Why Apple Stock Could Rise despite Slower iPhone Growth

Apple stock has declined due to trade war fears

Like most tech stocks, Apple (AAPL) has seen its stock decline over the last month or so. Investors have been rattled by the impact of the trade war on American tech stocks. The company’s ebbing iPhone sales growth has also pressured its stock. Apple stock has declined 5.2% since touching $194.00 on June 6.

However, several analysts remain bullish on Apple stock, as they expect the company’s Services segment to take over. The Services segment includes revenues from Apple Music, Apple Pay, and the App Store. This segment expects to include Apple’s streaming subscription service, which could be launched next year.

Why Apple Stock Could Rise despite Slower iPhone Growth

Apple’s subscription services could drive its growth

Citigroup is the latest firm to be bullish on Apple stock. Citigroup analyst Jim Suva expects Apple stock to breach the $200.00 mark next year. Apple’s paid subscriptions—which include Apple Music, AppleCare+, and iCloud—already have ~270.0 million subscribers.
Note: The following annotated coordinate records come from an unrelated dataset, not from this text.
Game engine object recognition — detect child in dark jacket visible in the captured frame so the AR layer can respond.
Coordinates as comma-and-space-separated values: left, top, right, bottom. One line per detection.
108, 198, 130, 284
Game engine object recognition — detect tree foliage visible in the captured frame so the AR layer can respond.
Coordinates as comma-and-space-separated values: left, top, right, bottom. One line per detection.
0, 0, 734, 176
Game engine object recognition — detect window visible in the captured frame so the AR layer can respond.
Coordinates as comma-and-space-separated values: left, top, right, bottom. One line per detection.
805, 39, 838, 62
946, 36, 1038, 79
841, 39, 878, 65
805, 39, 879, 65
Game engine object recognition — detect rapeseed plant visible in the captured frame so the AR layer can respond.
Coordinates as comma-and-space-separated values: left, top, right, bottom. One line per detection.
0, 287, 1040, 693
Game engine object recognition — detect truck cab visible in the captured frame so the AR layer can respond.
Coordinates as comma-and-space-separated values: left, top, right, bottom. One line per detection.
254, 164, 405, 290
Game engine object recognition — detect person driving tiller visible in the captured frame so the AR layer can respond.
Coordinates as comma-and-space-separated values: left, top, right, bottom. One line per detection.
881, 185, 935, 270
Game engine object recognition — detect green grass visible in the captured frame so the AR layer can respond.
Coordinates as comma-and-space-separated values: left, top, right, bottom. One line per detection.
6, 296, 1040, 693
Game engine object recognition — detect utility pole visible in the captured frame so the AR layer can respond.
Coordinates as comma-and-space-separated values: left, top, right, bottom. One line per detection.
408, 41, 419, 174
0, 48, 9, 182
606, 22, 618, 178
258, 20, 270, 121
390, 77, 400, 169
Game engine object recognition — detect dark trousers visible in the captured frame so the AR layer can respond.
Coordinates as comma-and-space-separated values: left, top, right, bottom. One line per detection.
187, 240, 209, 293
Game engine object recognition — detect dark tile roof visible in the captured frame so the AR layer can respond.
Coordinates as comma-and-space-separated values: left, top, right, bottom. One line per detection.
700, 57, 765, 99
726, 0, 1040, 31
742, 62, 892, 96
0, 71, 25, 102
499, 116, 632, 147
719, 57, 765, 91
In a note to clients, Suva noted that Apple’s pipeline of products launching in 2018 seems strong. Suva’s note suggests that India could be an upcoming market for iPhones. Currently, iPhone’s market share in India is insignificant. In his note, Suva opined that Apple stock is relatively cheap compared to the S&P 500 Index on a TTM (trailing-12-months) price-to-earnings basis.